Gita Gopinath, la primera subdirectora gerente del Fondo Monetario Internacional, emitió el lunes una contundente advertencia: los mercados de bonos se están volviendo frágiles a medida que los rendimientos y los tipos de interés continúan subiendo. El aumento de los rendimientos indica un mayor riesgo para los inversores y podría repercutir en la estabilidad financiera mundial y en las valoraciones de activos, afirmó en declaraciones que subrayan la creciente inquietud en los mercados de renta fija.
Por qué los rendimientos están dando la voz de alarma
Los rendimientos de los bonos han ido aumentando lentamente en los últimos meses, impulsados por las expectativas de que los bancos centrales mantendrán los tipos de interés elevados para combatir la inflación. Unos rendimientos más altos significan que los costos de endeudamiento aumentan para gobiernos, empresas y hogares. Esto supone un problema para una economía global que aún se ajusta a tipos más altos. La advertencia de Gopinath llegó cuando los rendimientos de los bonos del Tesoro estadounidense rondan máximos de varios años, y movimientos similares se están produciendo en la deuda europea y de mercados emergentes.
La máxima subdirectora del FMI no se anduvo con rodeos. Los mercados de bonos frágiles, argumentó, pueden amplificar los choques. Si los inversores huyen de repente, la liquidación podría retroalimentarse, elevando aún más los rendimientos y endureciendo las condiciones financieras más rápido de lo que pretenden los bancos centrales.
Qué significa la fragilidad para los inversores
Para los gestores de carteras, los mercados de bonos frágiles se traducen en oscilaciones bruscas de precios y una menor liquidez. Esto dificulta la negociación de grandes posiciones sin mover el mercado. El riesgo no se limita a los escritorios de renta fija. La caída de los precios de los bonos —y el aumento de los rendimientos— reajusta las tasas de descuento utilizadas para valorar desde acciones hasta bienes raíces. Si los rendimientos siguen subiendo, las valoraciones de las acciones podrían verse afectadas, especialmente las de crecimiento que dependen de flujos de caja futuros lejanos.
Gopinath no mencionó sectores o regiones específicos, pero su advertencia se aplica de manera general.
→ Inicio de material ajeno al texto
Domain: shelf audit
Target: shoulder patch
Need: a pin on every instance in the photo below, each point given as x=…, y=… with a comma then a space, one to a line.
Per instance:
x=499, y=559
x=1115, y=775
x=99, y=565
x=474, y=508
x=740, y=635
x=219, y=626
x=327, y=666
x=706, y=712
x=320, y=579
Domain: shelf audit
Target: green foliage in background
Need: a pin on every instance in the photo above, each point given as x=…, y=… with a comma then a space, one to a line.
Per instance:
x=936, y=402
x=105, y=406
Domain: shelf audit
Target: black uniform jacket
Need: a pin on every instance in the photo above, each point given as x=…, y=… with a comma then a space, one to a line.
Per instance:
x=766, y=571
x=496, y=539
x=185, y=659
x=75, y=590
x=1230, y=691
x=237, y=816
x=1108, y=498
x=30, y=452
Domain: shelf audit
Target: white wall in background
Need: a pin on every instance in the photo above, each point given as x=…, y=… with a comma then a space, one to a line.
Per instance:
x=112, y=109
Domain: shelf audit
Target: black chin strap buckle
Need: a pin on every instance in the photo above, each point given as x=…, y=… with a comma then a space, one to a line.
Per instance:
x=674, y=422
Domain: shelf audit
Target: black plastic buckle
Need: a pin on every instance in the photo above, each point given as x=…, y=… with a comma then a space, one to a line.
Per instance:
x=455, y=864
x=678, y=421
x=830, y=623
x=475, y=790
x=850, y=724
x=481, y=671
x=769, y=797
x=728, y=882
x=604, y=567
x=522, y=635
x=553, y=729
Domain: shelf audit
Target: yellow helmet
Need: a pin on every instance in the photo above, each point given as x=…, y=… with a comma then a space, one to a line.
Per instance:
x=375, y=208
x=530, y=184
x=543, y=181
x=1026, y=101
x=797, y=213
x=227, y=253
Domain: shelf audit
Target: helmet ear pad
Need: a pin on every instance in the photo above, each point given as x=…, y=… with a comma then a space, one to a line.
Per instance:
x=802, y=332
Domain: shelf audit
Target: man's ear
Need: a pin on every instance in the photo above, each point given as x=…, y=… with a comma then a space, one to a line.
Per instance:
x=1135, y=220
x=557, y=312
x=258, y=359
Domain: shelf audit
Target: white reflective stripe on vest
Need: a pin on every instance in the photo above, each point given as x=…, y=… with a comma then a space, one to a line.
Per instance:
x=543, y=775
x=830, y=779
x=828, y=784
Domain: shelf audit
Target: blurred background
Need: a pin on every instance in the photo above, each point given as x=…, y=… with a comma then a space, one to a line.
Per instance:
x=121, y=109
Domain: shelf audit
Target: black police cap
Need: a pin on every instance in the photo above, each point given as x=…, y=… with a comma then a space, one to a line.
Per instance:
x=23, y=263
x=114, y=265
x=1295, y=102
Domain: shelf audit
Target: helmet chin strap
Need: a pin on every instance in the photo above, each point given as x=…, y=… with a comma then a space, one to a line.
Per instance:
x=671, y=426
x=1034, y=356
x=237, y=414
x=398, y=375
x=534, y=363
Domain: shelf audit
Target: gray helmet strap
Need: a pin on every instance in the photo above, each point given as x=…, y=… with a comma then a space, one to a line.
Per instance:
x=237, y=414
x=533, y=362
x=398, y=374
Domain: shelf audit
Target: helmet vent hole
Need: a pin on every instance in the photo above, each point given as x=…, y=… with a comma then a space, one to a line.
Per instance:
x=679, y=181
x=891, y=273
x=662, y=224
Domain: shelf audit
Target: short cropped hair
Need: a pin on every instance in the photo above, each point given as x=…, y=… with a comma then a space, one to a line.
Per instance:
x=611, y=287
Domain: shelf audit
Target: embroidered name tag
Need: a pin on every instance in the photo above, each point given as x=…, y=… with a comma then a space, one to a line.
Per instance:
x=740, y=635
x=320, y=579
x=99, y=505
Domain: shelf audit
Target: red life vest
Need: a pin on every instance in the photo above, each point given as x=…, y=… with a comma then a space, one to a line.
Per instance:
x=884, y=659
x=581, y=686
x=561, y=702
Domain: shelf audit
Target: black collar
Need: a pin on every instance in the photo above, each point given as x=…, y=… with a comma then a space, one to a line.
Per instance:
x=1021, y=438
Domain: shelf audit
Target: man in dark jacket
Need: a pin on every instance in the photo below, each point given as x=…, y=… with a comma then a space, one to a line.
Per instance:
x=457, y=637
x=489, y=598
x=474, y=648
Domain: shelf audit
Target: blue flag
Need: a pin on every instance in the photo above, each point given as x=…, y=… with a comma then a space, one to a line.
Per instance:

Los inversores que poseen bonos de larga duración sufren las mayores pérdidas cuando los rendimientos se disparan. Y aquellos que apuestan por operaciones de carry trade —pedir prestado barato para comprar deuda de mayor rendimiento— podrían verse presionados si la volatilidad aumenta.
La estabilidad mundial en la mira
La mayor preocupación es el contagio. Una liquidación repentina del mercado de bonos en una economía importante puede extenderse a través de las fronteras, a medida que los flujos de capital se revierten y el apetito por el riesgo se reduce. Gopinath señaló que los mercados frágiles aumentan las probabilidades de un evento desestabilizador, que los bancos centrales podrían tener dificultades para contener sin reavivar la inflación. El FMI ha estado advirtiendo durante meses que la normalización pospandémica de la política monetaria está plagada de peligros, y sus últimas declaraciones refuerzan ese mensaje.
Los países en desarrollo son especialmente vulnerables. Muchos se endeudaron fuertemente en dólares durante la era de tipos bajos; ahora sus costos de servicio de la deuda se están disparando. Si los rendimientos globales siguen subiendo, más de ellos podrían enfrentar una crisis de financiamiento, lo que presionaría los propios recursos crediticios del FMI.
Qué vigilan los mercados a continuación
Todas las miradas se dirigen ahora al próximo lote de datos económicos y reuniones de los bancos centrales. La Reserva Federal y el Banco Central Europeo han indicado que podrían mantener los tipos sin cambios por ahora, pero una inflación persistentemente alta podría obligarlos a dar marcha atrás. Los inversores analizarán cada discurso y dato de inflación en busca de pistas sobre si los rendimientos han alcanzado su punto máximo o apenas están comenzando.
La advertencia de Gopinath no ofrece un cronograma, pero prepara el escenario para un verano nervioso en los mercados de bonos. El FMI actualizará sus perspectivas mundiales en su próxima edición de Perspectivas de la economía mundial, prevista para julio, que podría incluir una evaluación más profunda de los riesgos que ella señaló.